Spoon's "Hot Thoughts" is raw, sinewy and often danceable, the band charging into its ninth album with a cruder and more experimental approach
Spoon, "Hot Thoughts" (Matador Records)
Spoon's "Hot Thoughts" is raw, sinewy and often danceable, the band charging into its ninth album with a cruder and more experimental approach.
Helmed by producer Dave Fridmann (Mercury Rev, Flaming Lips), instruments hardly sound the same from track to track but blend seamlessly, expanding into a wide space that rocks in a modern way while respecting valuable traditions — solid grooves and an economy of arrangements.
"Hot Thoughts" leans heavily on '70s dance vibes and Alex Fischel's wide array of keyboards. "Do I Have to Talk You Into It" features a dryly reverberating, John Bonham-like snare played by Jim Eno as the distortion on fellow founding member Britt Daniel's voice underlines the exasperation of "feeling cut off from everyone."
"I Ain't the One" features a Prince drum sound and bursts of vocal harmonies that accentuate the loneliness of someone who may have been a contender but has little of anything left to draw from. Rob Pope's bass propels "Shotgun," which sounds like a harsher twin of Kiss' "I Was Made for Loving You," a bad-boy memoir with violence tempered by concerns over health insurance.

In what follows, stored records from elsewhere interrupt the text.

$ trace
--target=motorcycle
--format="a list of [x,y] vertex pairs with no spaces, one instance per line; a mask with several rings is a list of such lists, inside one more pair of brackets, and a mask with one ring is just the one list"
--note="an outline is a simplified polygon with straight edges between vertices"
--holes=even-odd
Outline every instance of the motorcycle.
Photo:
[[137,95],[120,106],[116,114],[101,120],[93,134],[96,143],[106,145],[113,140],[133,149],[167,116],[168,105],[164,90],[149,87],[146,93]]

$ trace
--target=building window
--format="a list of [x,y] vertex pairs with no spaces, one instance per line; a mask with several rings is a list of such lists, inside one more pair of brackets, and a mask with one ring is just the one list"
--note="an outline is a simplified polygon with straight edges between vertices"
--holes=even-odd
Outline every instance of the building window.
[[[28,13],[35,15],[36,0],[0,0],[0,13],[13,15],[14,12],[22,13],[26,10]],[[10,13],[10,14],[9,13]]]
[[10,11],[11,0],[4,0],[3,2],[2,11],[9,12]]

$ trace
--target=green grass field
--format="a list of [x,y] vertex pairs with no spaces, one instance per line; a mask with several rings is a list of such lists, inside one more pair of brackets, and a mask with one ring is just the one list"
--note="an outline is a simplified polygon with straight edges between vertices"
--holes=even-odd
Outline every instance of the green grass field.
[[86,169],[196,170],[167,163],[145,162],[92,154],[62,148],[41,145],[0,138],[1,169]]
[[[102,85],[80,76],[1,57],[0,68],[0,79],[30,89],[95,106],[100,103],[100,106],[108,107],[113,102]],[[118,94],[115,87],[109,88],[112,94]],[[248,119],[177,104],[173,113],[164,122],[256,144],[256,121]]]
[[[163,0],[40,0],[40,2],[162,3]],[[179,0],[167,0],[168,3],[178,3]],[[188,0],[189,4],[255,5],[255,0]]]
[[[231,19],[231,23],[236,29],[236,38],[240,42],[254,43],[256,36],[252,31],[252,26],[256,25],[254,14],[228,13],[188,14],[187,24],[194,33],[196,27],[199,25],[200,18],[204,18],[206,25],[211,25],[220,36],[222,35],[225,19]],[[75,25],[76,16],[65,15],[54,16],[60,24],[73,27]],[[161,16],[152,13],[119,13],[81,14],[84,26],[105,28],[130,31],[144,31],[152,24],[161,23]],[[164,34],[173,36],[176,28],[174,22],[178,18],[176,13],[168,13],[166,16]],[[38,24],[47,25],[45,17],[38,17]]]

Closer instrumental "Us" revisits a few bars of a previous track, "Pink Up," and opens with saxophones passing in the night, seemingly too close to ensure a safe journey. Cooperation improves as the tune's five minutes near their end but there's no escaping a disquieting, anxious sensation.
Spoon reaffirms its merits while stretching its comfort zone — and yours.